Lindon J. Eaves, Ph.D., D.Sc., MA (Oxon)
Dr. Eaves Lindon Eaves' interests embrace, but are not confined to, the study of human variation, with particular focus on human behavior and its disorders. His research encompasses the development of mathematical models that reflect competing theories of the causes and familial transmission of human differences, the design of studies for the resolution, analytical methods for parameter estimation and hypothesis-testing and application to substantive questions about specific human traits.
Hermine H. Maes, Ph.D.
Dr. Maes addresses basic etiological questions regarding the transition from tobacco use to nicotine dependence; examining the role of genetic and environmental factors contributing to progression of tobacco use into nicotine dependence between adolescence and young adulthood. With collaborators in the Department of Psychiatry one research goal is to characterize the functional properties of nicotinic receptors implicated in nicotine dependence to increase our understanding of the etiology, development, heterogeneity and comorbidity of smoking. Along with Dr. Michael Neale (Psychiatry), she is a co-investigator on the “Open Mx: Multipurpose Software for Statistical Modeling” project to develop powerful software for statistical analysis of large and complex datasets.
Judy L. Silberg, Ph.D.
Dr.
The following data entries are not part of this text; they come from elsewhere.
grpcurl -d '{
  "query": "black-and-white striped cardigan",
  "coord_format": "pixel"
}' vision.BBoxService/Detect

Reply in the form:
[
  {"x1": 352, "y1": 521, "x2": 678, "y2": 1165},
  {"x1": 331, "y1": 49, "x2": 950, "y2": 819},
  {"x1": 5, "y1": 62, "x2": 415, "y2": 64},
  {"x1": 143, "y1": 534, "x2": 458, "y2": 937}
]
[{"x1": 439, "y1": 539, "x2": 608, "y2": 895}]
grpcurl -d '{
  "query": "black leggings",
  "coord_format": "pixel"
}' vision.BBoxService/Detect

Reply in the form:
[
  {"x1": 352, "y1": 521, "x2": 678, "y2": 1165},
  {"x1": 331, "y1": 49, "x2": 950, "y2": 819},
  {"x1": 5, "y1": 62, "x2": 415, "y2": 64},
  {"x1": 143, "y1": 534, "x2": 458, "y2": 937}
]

Silberg is a clinical psychologist by training and her research focuses on the complex interplay of genetic and environmental factors in the development of behavioral and emotional disorders in children, adolescents and young adults. She has spearheaded the collection of several genetically informative datasets including: The Virginia Twin Study of Adolescent Behavioral Development (VTSABD); the Young Adult Follow Up (YAFU) of the VTSABD and; the Children of Twins Study (COT) of adult twins, spouses, and their children for studying the nature of transmissible risk from parents to their children.
Timothy P. York, Ph.D.
Dr. York studies the contribution of genetic and environmental factors that regulate the duration of pregnancy. Current research includes assessing the extent to which the fetal and maternal genomes interact with aspects of the social environment and how this might explain the large difference in the mean gestational age at birth between racial groups. This and other studies utilize developments in statistical genetic methodology to identify robust information from whole-genome measures (e.g., epigenetics, gene expression, cytogenetics, microbiome and allelic variation) using cross-platform data integration methods. Genetically informative family studies (e.g., discordant MZ twin design) are used to increase the signal to noise ratio in highly multi-dimensional data.